China has reportedly been working to rapidly modernize its fleet.
The Navy fleet left from a port in Sanya city in the southernmost island province of Hainan at 1:50 p.m., according to Xinhua news agency.
It marks the first time Chinese naval vessels have left Chinese waters in centuries. They will will join a multinational naval force already patrolling the area, including vessels from the United States, NATO member states, Russia and India.
"This demonstrates that the Chinese government is committed to the international community and a responsible player and a major country in the world," Rear Admiral Xiao Xinnian told reporters when the mission was announced last week.

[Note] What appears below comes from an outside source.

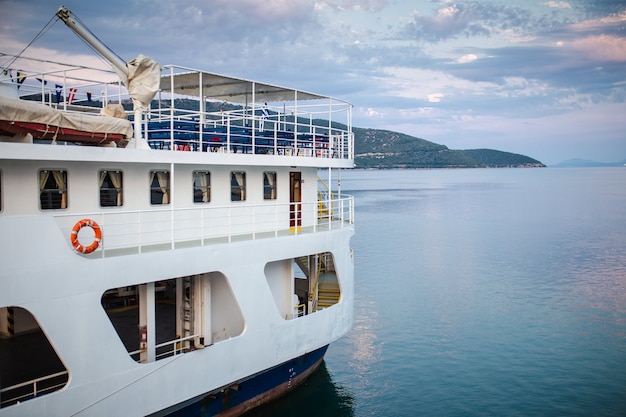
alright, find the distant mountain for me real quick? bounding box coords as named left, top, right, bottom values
left=551, top=158, right=626, bottom=168
left=353, top=127, right=545, bottom=169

The ships are carrying two helicopters and special operations forces, officials said.
Figures from the International Maritime Bureau for the year-to-date show pirates have attacked almost 100 vessels and hijacked nearly 40 off the coast of Somalia.
The all-important Gulf of Aden links the Indian Ocean and the Red Sea. Around 20,000 oil tankers, freighters and merchant vessels pass along the crucial shipping route each year.
China's move is one of the latest reactions to piracy in the gulf. A top Japanese official said Wednesday that Tokyo was considering sending vessels to join the effort.
Meanwhile, German sailors on Thursday foiled an attempt by pirates to hijack an Egyptian cargo ship off the coast of Yemen, the German Defense Ministry said.
The German navy frigate Karlsruhe responded to an emergency call from the Wabi Al Arab Thursday morning, sending helicopters to the stricken vessel. When the helicopters arrived, the pirates broke off the attack, the ministry said.
A crew member on the Wabi Al Arab was wounded when the pirates attempted to board the vessel. He was flown by helicopter for treatment aboard the Karlsruhe, the ministry said.
The German sailors captured the pirates and disarmed them, destroying the weapons, the ministry said.
China's navy is considered a "brown-water fleet" -- designed to operate almost exclusively along its coast. But the country has reportedly been working to rapidly modernize its navy for the past several years.
Chinese officials have said their mission would last as long as is necessary and in accordance with U.N. Security Council regulations.
The U.N. Security Council passed a resolution last week aimed at combating piracy along the Horn of Africa by allowing military forces to chase pirate onto land in cases of "hot pursuit."
The Security Council resolution, which passed unanimously, expands upon existing counter-piracy tools, including a stipulation that would allow for national and regional military forces to chase pirates onto land -- specifically into Somalia, where many of the pirates have their bases.
Among the victims of pirate attacks have been cargo ships, oil tankers and luxury yachts.
At least one major company pulled its ships from the Gulf of Aden region this year, meaning cargo bound for Europe had to round the African continent rather than use the Suez Canal.